# Using Stochastic Gradient Descent On Linear Regression To Predict The Best Time To Go To The Gym

## 1. Introduction

We will use the "Crowdedness at the Campus Gym" dataset and the stochastic gradient descent linear regression (SGDRegressor) algorithm from the scikit-learn library to build and train a model for predicting the best time to go to the gym and avoid crowds.

The dataset contains 11 columns with the following information.

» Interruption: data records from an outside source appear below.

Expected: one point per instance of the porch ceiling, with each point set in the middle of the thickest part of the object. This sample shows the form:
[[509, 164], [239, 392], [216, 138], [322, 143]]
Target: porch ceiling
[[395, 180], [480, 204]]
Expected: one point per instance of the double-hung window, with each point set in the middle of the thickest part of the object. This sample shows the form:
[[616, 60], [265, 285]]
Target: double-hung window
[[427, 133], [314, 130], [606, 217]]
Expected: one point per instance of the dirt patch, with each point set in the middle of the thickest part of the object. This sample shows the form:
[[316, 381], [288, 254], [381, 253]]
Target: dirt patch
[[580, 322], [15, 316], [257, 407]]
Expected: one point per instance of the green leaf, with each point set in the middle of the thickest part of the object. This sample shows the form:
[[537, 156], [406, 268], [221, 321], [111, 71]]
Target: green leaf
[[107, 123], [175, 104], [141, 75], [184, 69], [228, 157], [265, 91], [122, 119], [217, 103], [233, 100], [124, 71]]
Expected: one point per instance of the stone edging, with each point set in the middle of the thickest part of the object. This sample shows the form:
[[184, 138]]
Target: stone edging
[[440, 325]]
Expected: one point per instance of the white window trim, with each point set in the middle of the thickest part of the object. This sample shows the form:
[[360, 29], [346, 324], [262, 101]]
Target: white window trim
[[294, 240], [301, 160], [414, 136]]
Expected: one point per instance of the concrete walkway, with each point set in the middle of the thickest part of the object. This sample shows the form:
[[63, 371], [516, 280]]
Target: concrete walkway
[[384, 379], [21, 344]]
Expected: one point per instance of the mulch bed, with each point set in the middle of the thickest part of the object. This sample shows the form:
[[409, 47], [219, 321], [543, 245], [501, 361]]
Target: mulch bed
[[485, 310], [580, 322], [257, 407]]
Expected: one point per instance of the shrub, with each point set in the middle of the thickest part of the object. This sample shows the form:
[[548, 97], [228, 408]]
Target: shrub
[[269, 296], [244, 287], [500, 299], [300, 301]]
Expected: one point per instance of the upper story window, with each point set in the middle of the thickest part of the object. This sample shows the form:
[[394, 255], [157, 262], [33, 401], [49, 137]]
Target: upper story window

* `number_people`: this is the number of people at the gym at each observation. This will be our target variable or label.
* `date`: a string value with the specific date and time information.
* `timestamp`: an integer (int), with the number of seconds since the start of the day (00:00).
* `day_of_week`: an integer (int). 0 is equal to Monday and 6 is equal to Sunday.
* `is_weekend`: a Boolean value defining if this observation happened during a weekend. 1 for yes, 0 for no.
* `is_holiday`: a Boolean value defining if the observation happened during a holiday. 1 for yes, 0 for no.
* `temperature`: a float, defining the temperature during the day of the observation in Fahrenheit.
* `is_start_of_semester`: a Boolean defining if the observation happened in the first 2 weeks of a semester. 1 for yes, 0 for no.
* `is_during_semester`: a Boolean defining if the observation happened during the active semester. 1 for yes, 0 for no.
* `month`: an integer (int) defining the month of the year. 1 is equal to January, 12 is equal to December.
* `hour`: an integer (int) for the hour of the day from 0 to 23.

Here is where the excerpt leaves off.